Several other men shared their testimonies of changing their behaviours after going through the programme, saying more sessions need to take place.
Social worker, Chuma Mangxa, who works with the men, says these types of interventions are life-changing and crucial in addressing violent behaviours, especially in a violence-ridden area like Khayelitsha: “Because of all the GBV incidents in our country, we decided let’s have this programme to find a solution to the problem we are facing. Men need an opportunity to speak out. Sometimes the only way they then express themselves is through shouting or being violent. In the Fatherhood Programme, we discuss many issues like fathers’ parenting styles. A lot of men think the responsibility for parenting is with their wives. We’re trying to equip each other to understand it’s not only up to the wife to run the home, we, as men need to contribute.”
“We have identified that men play a vital role in our society, most of the time as men we are always associated with bad things.

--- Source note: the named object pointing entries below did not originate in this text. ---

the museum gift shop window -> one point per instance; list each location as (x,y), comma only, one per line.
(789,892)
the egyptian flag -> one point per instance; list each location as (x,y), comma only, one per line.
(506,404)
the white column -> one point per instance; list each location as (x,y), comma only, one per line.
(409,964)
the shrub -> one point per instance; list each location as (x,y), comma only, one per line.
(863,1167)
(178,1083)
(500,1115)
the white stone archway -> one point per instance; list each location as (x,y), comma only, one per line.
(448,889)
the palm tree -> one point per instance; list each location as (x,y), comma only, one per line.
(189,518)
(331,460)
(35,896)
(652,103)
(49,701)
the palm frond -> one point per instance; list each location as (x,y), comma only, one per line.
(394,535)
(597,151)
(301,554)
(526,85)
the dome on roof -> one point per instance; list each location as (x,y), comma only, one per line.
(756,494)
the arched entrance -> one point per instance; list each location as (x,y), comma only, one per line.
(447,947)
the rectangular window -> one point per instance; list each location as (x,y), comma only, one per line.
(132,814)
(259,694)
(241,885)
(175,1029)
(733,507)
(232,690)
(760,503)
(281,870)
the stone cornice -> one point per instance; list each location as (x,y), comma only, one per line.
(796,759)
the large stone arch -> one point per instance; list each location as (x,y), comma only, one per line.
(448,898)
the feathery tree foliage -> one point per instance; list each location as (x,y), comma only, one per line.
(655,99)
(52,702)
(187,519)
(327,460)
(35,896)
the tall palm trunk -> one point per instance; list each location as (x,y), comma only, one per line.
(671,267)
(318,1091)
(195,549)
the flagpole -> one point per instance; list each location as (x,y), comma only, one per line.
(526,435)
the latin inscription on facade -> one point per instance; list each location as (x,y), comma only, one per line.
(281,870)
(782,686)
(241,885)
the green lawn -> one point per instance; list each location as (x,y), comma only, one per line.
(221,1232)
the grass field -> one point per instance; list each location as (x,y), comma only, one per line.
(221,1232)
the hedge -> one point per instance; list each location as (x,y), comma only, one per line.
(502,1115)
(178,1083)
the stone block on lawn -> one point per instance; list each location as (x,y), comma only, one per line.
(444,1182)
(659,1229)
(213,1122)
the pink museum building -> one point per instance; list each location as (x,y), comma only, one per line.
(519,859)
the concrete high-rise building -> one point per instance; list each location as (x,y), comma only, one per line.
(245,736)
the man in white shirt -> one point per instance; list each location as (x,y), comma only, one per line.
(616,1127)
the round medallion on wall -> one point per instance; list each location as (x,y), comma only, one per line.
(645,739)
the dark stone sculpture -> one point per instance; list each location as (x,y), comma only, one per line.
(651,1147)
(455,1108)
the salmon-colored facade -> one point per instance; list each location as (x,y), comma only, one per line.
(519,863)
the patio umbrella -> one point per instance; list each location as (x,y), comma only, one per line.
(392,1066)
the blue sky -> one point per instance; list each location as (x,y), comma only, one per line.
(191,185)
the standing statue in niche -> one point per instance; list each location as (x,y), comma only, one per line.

When you talk about GBV, it’s usually the men who are the perpetrators. That’s why we need programmes like these. To discuss violence and how to root it out,” says Thembekile Kwakwini, assistant director of DSD’s Children & Families unit.
Minister Fernandez says men who are victims of abuse are often too scared to speak out, for fear of ridicule, but she urges these individuals to seek help: “If there aren’t any support programmes in your community, due to a lack of resources, then be the change you want to see. Start your own support group. Let’s get these conversations going, so we can change behaviours and eradicate the violence that is so prevalent in our communities.”